I did have some people in my heart. My sister was one of them. Her name, I don’t remember. Mattia, Maria, something like that. She had long yellow hair. She was tall and slim. She was beautiful. Innocent. Thinking back to her now, I still find her otherworldly. I miss her. My heart starts aching whenever I think of her. It’s a cruel joke that I’m a woman now. She was an angel. Her image painfully reminds me of my own lack of goodwill and innocence. And the bizarre feeling: she was my sister, and I was a gay man. Now I’m a woman attracted to men, but I still adore her, I adore her with a flame which I cannot translate into any other feeling I’ve ever felt. I sometimes wake up in the middle of the night and feel certain that if she was there with me, I would be in love with her. I’m not sure. It’s an unfelt feeling. And it’s not unspoilt: she was my sister, after all. But perhaps you can be in love with your sister, when you used to be a virgin, homosexual man aged 35.

She had a husband and a family: three children. Two boys and a girl. The girl died in 1913, I distinctly remember this, because my brother-in-law almost went mad with the pain. Understandably. She was 8 and looked exactly like her mother. And he was a sensitive, beautiful soul. It is only me saying this. When I was Marek, all I felt was a strong affection for him. Nothing romantic. I don’t think I was ever in love with anyone. But I liked him very much. Very much. I don’t think I would have realized how much I loved these people, if I had not come down with fatal pneumonia in ’22 and had not, as a result, had some time to contemplate my life. I was 36-years-old then. I died young. Interestingly, I don’t remember being much older before. I remember being old in the future, but never before. I sometimes get sad that I died that young, but I remember not considering it too tragic back then.

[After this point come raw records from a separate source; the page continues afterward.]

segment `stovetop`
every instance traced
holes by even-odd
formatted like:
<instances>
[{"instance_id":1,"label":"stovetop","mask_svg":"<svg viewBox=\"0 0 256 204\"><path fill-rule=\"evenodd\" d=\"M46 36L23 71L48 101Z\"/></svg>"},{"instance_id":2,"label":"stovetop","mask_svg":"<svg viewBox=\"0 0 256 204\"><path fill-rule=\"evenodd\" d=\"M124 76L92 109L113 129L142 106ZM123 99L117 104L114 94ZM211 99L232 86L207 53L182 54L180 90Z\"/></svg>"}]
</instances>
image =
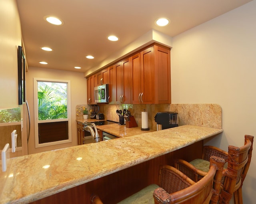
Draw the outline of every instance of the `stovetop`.
<instances>
[{"instance_id":1,"label":"stovetop","mask_svg":"<svg viewBox=\"0 0 256 204\"><path fill-rule=\"evenodd\" d=\"M118 124L119 123L118 122L115 122L114 121L96 121L95 122L94 122L94 123L95 123L95 125L111 125L111 124Z\"/></svg>"},{"instance_id":2,"label":"stovetop","mask_svg":"<svg viewBox=\"0 0 256 204\"><path fill-rule=\"evenodd\" d=\"M118 124L119 123L118 122L115 122L114 121L112 121L109 120L106 121L95 121L94 122L92 122L91 123L85 123L84 125L89 125L91 126L91 123L95 123L95 125L111 125L111 124Z\"/></svg>"}]
</instances>

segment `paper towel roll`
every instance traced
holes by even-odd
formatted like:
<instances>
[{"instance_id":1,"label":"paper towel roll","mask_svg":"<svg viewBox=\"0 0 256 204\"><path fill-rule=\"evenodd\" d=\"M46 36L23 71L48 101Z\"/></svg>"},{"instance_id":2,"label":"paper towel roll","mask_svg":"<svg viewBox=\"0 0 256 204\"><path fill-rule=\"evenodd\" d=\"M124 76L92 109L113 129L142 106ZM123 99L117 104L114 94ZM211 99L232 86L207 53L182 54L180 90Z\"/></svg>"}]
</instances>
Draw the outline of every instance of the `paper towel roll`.
<instances>
[{"instance_id":1,"label":"paper towel roll","mask_svg":"<svg viewBox=\"0 0 256 204\"><path fill-rule=\"evenodd\" d=\"M148 112L141 112L141 130L148 130Z\"/></svg>"}]
</instances>

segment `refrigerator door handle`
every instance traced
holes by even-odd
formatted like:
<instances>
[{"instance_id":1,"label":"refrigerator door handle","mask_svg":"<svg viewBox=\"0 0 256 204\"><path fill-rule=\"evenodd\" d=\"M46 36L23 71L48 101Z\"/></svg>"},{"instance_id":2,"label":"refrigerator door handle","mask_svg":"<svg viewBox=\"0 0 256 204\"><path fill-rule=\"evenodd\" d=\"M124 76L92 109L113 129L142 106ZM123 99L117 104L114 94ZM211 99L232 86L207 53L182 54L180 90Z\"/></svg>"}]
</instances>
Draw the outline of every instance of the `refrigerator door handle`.
<instances>
[{"instance_id":1,"label":"refrigerator door handle","mask_svg":"<svg viewBox=\"0 0 256 204\"><path fill-rule=\"evenodd\" d=\"M26 100L26 104L27 106L27 109L28 109L28 135L27 137L27 141L28 143L28 140L29 140L29 137L30 135L30 113L29 111L29 107L28 107L28 101Z\"/></svg>"}]
</instances>

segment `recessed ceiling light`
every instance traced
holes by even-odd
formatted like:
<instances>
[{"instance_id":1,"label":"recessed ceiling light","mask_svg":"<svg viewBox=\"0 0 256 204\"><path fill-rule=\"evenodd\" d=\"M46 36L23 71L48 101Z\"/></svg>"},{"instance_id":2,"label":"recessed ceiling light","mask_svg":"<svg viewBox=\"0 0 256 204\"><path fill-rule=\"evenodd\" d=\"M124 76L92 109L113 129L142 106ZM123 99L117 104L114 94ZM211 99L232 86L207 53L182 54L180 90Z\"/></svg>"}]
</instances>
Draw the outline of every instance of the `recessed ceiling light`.
<instances>
[{"instance_id":1,"label":"recessed ceiling light","mask_svg":"<svg viewBox=\"0 0 256 204\"><path fill-rule=\"evenodd\" d=\"M91 55L88 55L86 56L86 58L87 59L94 59L94 57L93 57Z\"/></svg>"},{"instance_id":2,"label":"recessed ceiling light","mask_svg":"<svg viewBox=\"0 0 256 204\"><path fill-rule=\"evenodd\" d=\"M115 36L109 36L108 39L111 41L117 41L119 39L118 37Z\"/></svg>"},{"instance_id":3,"label":"recessed ceiling light","mask_svg":"<svg viewBox=\"0 0 256 204\"><path fill-rule=\"evenodd\" d=\"M47 16L44 16L44 18L45 19L45 20L49 22L50 23L53 24L54 25L60 26L63 24L63 22L60 19L58 18Z\"/></svg>"},{"instance_id":4,"label":"recessed ceiling light","mask_svg":"<svg viewBox=\"0 0 256 204\"><path fill-rule=\"evenodd\" d=\"M42 64L47 64L48 63L46 62L46 61L40 61L39 63Z\"/></svg>"},{"instance_id":5,"label":"recessed ceiling light","mask_svg":"<svg viewBox=\"0 0 256 204\"><path fill-rule=\"evenodd\" d=\"M160 18L156 20L155 23L159 26L165 26L169 24L170 21L166 18Z\"/></svg>"},{"instance_id":6,"label":"recessed ceiling light","mask_svg":"<svg viewBox=\"0 0 256 204\"><path fill-rule=\"evenodd\" d=\"M51 49L50 48L47 48L46 47L43 47L42 48L41 48L41 49L46 51L52 51L52 49Z\"/></svg>"}]
</instances>

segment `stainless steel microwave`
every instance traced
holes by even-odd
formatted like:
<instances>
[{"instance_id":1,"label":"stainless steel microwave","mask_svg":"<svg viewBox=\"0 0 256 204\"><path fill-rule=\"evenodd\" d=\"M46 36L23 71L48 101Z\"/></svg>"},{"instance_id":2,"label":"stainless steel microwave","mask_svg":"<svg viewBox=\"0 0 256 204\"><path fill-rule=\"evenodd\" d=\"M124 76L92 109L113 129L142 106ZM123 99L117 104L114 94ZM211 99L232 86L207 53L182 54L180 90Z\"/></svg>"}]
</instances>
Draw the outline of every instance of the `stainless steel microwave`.
<instances>
[{"instance_id":1,"label":"stainless steel microwave","mask_svg":"<svg viewBox=\"0 0 256 204\"><path fill-rule=\"evenodd\" d=\"M96 103L108 103L108 84L102 84L94 87L94 101Z\"/></svg>"}]
</instances>

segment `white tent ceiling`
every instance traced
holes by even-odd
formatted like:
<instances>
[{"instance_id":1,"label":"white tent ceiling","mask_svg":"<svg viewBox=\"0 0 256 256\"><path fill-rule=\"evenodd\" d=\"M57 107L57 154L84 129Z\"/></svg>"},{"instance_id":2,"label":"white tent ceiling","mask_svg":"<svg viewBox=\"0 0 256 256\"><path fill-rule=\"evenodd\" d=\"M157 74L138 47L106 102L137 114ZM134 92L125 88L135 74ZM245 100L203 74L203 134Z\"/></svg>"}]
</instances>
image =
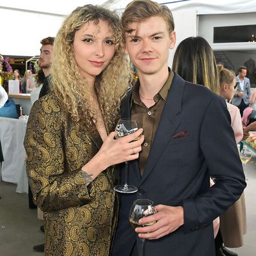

I regretted not being able to walk over to my sister’s in the evenings after darkness set in anymore. They lived in a nearby village. I had to walk down a narrow path amidst tall and dark pine trees. Mostly the moon was shining. And I never felt afraid. The smell of smoke kept the wolves away. The smell of smoke. Villagers burning wood to keep their houses warm. If only I could smell the same smell sometime. All I smell these days is daffodils and rose and spring.

My sister usually made strapacky. Dumplings with sauerkraut and ham. The house was warm, and the children were well-fed and loving. I was close to them, not only because of my frequent visits, but also because I taught at the primary school, and they made up the tenth of the class. After dinner, I played the violin to them. Folk music, mostly. Then I walked home, smiling and tired.

Of course, all this is inconsequential. Marek was not important. I did not have big ideas or layered emotions. I didn’t achieve much as Marek. But sometimes the smell of flowers reminds me of the smell of smoke on my way to visit my sister and I am overcome with longing for all the lives I no longer live and all the people I no longer am. I get trans-life memories, something I don’t remember doing when I was Marek or before that, and I fear this means that this was it. And then I think that the smell of the smoke, the moon shining over the Slovak Tatras, the violin, my sister: it was honesty. I try to look people in the eyes thinking of Marek, but he is camouflaged, and so I start laughing as a young woman who gets happy about flowers in the spring. But there is a certain shame in not smelling smoke on cold winter nights.